You are viewing a plain text version of this content. The canonical link for it is here.
Posted to commits@druid.apache.org by GitBox <gi...@apache.org> on 2021/05/07 21:36:12 UTC
[GitHub] [druid] benkrug opened a new issue #11219: doubleMean ignores useDefaultValueForNull=false, treats nulls as zeros
benkrug opened a new issue #11219:
URL: https://github.com/apache/druid/issues/11219
### Affected Version
Seen in 0.20.0
### Description
doubleMean ignores the setting useDefaultValueForNull=false, and treats nulls as zeros. Taking a mean, it possibly ignores the nulls when summing, but apparently divides by a count that includes the rows with nulls. It should exclude those from the count when dividing.
The attached ingestion spec and data file load 10 rows, with myMetric including values from 1 to 10, excluding 5 and 10 (which are null), so the data ends up looking like this:
myDim myMetric
1 1
2 2
3 3
4 4
5 null
6 6
7 7
8 8
9 9
10 null
Here's a very basic doubleMean query:
{
"queryType": "timeseries",
"dataSource": {
"type": "table",
"name": "numbersAndNulls"
},
"intervals": {
"type": "intervals",
"intervals": [
"-146136543-09-08T08:23:32.096Z/146140482-04-24T15:36:27.903Z"
]
},
"granularity": {
"type": "all"
},
"aggregations": [
{
"type": "doubleMean",
"name": "doubleMean",
"fieldName": "myMetric",
"expression": null
}
]
}
The mean should be (sum myMetric)/(count myMetric) - 40/8, or 5. However, 4 is returned - 40/10. So it's treating the "5" and "10" rows as if they included 0's.
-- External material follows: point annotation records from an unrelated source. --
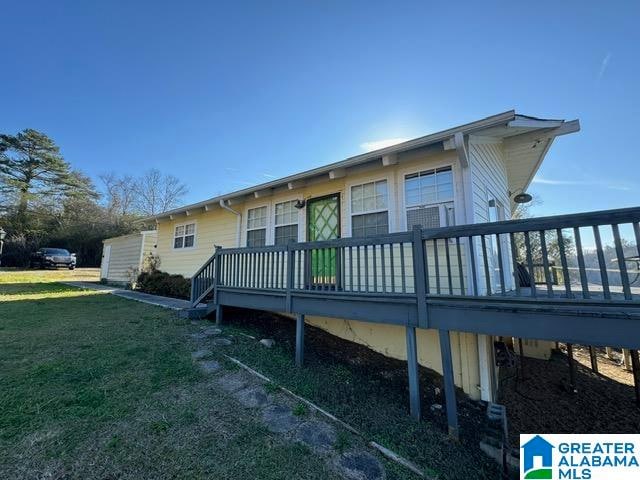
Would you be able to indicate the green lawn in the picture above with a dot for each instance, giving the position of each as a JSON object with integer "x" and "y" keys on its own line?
{"x": 96, "y": 386}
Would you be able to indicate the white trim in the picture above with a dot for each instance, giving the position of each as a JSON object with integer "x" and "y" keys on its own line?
{"x": 266, "y": 226}
{"x": 456, "y": 173}
{"x": 195, "y": 236}
{"x": 297, "y": 223}
{"x": 373, "y": 177}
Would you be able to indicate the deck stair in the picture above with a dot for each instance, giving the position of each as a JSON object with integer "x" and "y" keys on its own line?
{"x": 461, "y": 278}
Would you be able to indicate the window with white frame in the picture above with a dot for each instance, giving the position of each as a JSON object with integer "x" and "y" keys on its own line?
{"x": 370, "y": 209}
{"x": 286, "y": 224}
{"x": 184, "y": 236}
{"x": 429, "y": 198}
{"x": 257, "y": 227}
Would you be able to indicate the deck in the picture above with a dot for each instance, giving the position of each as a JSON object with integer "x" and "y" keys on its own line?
{"x": 466, "y": 278}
If we filter for not null, we get the right result.
{
"queryType": "timeseries",
"dataSource": {
"type": "table",
"name": "numbersAndNulls"
},
"intervals": {
"type": "intervals",
"intervals": [
"-146136543-09-08T08:23:32.096Z/146140482-04-24T15:36:27.903Z"
]
},
"granularity": {
"type": "all"
},
"filter": {
"type": "not",
"field": {
"type": "selector",
"dimension": "myMetric",
"value": null,
"extractionFn": null
}
},
"aggregations": [
{
"type": "doubleMean",
"name": "doubleMean",
"fieldName": "myMetric",
"expression": null
}
]
}
But we shouldn't have to add this filter.
[data.txt](https://github.com/apache/druid/files/6444381/data.txt)
[ingest.txt](https://github.com/apache/druid/files/6444382/ingest.txt)
--
This is an automated message from the Apache Git Service.
To respond to the message, please log on to GitHub and use the
URL above to go to the specific comment.
For queries about this service, please contact Infrastructure at:
users@infra.apache.org
---------------------------------------------------------------------
To unsubscribe, e-mail: commits-unsubscribe@druid.apache.org
For additional commands, e-mail: commits-help@druid.apache.org
[GitHub] [druid] Hikamare commented on issue #11219: doubleMean ignores useDefaultValueForNull=false, treats nulls as zeros
Posted by GitBox <gi...@apache.org>.
Hikamare commented on issue #11219:
URL: https://github.com/apache/druid/issues/11219#issuecomment-844053799
Having the same issue. Is there an additional step that has to be done for such queries to work or this is a feature that should only be used with filtering?
--
This is an automated message from the Apache Git Service.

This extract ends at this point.